La tournure de la conversation commençait à l'effrayer de plus en plus. Cette simple notion terrible prononcée avec telle légèreté eut l'effet d'une claque pour le réveiller du monde acidulé dans lequel il reposait. Oui, il s'était engagé pour défendre le Bien et des valeurs pures. Mais oui, le sang allait couler, et la Mort allait faire parti de son quotidien. Il avait pendant bien longtemps voulu fermer ses yeux sur cette éventualité que ses parents lui avaient pourtant sous-entendus, mais maintenant, l'heure était au réveil. Et celui-ci était ô combien douloureux.
Il opina de la tête, ne sachant quoi répondre à cela.
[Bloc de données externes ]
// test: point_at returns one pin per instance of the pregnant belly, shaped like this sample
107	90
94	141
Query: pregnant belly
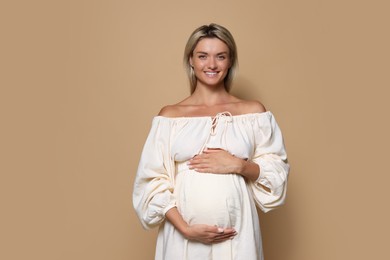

Mais visiblement, son teint livide se mêlant aux gouttes de sueur qu'il sentait glisser sur son visage devaient en dire bien assez long.
« La mort fait partie de l'ordre naturelle des choses. Il vous faudra la dompter pour ne pas en avoir peur, car la souffrance qui précède la mort fait peur aux gens. Je ne dis pas qu'il faut vous jeter dans un ravin pour la comprendre, non... mais bien de vous mettre dans la tête que c'est une grande responsabilité. Vous avez entre vos mains la possibilité d'ôter la vie ou d'en protéger. Une arme ne connait ni la lassitude, ni la haine. C'est son porteur qui décide de tout cela.
— Bien, ma Dame. »
Ils se regardèrent alors pendant un long moment, laissant le silence dominer les lieux avec élégance. Celui-ci virevoltait autour du jeune homme, serpentant autour de sa gorge pour lui couper le souffle, s'immisçant par son oreille pour geler son esprit.
La scène, pour quiconque, avait quelque chose d'aussi attendrissant qu'apeurant. Cet adolescent, assis sur sa chaise tel un enfant assidu, gardant la tête levée pour observer dans les yeux son interlocutrice. Et cette femme, les mains posées sur la table en face de lui, tête baissée pour le scruter, telle une professeur jubilant des ressentis de son élève. Oui, quelque chose était attendrissant et apeurant dans cette scène.
Le roque était formé, et le Pion demeurait au côté de la Tour.
Protéger le Roi. Qu'importe le prix.